Tuesday, September 2, 2008

The Logic of Medical Insurance Pricing

I think you might remember back in early June when we switched medical insurance and my G shots, Neupogen, the $1700/week drug, was a problem to obtain. For a quick recap, the new insurance company wouldn't cover me just picking it up, conveniently, at the SCCA pharmacy; instead, since my insurance categorizes Neupogen as a "special injectable", it had to be mail ordered, at least five days in advance. Well, I didn't have five days; I needed it that evening.

Anyway, the clinic is set up so patients can get their G shots administered if insurance won't pay for you to do it at home, so I set up five appointments and slogged in every day for a week, and spent a minimum of 45 minutes and $2 on parking every day. Ian and I wondered how much the clinic was likely to charge for the service.

Well, I got a bill today, and here's what it says:

$672.68 for the drug and a nurse to inject it, every day, even though I could've done it myself, for about $320 from the SCCA pharmacy, although, granted, about $275 from the mail order place.

Of that amount, the insurance company paid $520.65, or close to twice as much as at their prescription broker, and $200 more than the SCCA pharmacy.

$94.18 was an "adjustment" for the preferred insurance company status.

I appear to owe $57.85. So with the parking, it basically cost me $60 per 45-minutes to get those shots that week, when I could've done it myself for free.
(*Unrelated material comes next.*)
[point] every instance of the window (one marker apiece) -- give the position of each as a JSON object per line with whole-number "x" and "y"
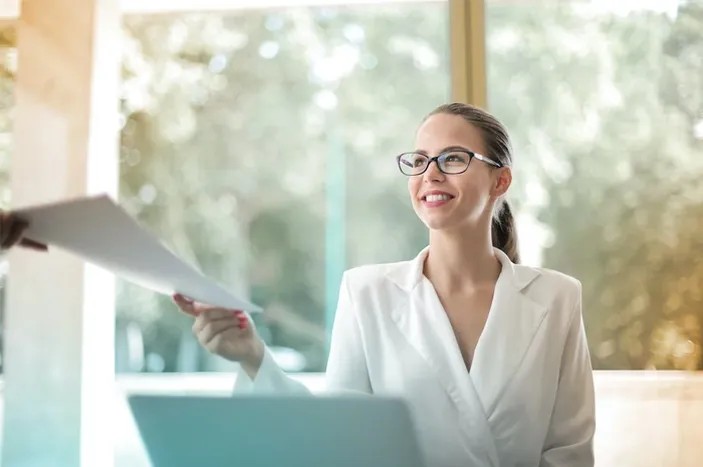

There is a relatively good chance that I won't, in fact, have to pay those fees, because we found out while I was in the hospital that last year's health insurance actually covers us through the end of September. I didn't call the clinic to let them know until about a week ago, though, so I'm pretty sure this particular bill was only sent to primary insurance. Yes, I'll be on the phone again tomorrow, getting things straightened out. Or what counts as "straightened out" in the tortuous, knotty way of medical finance.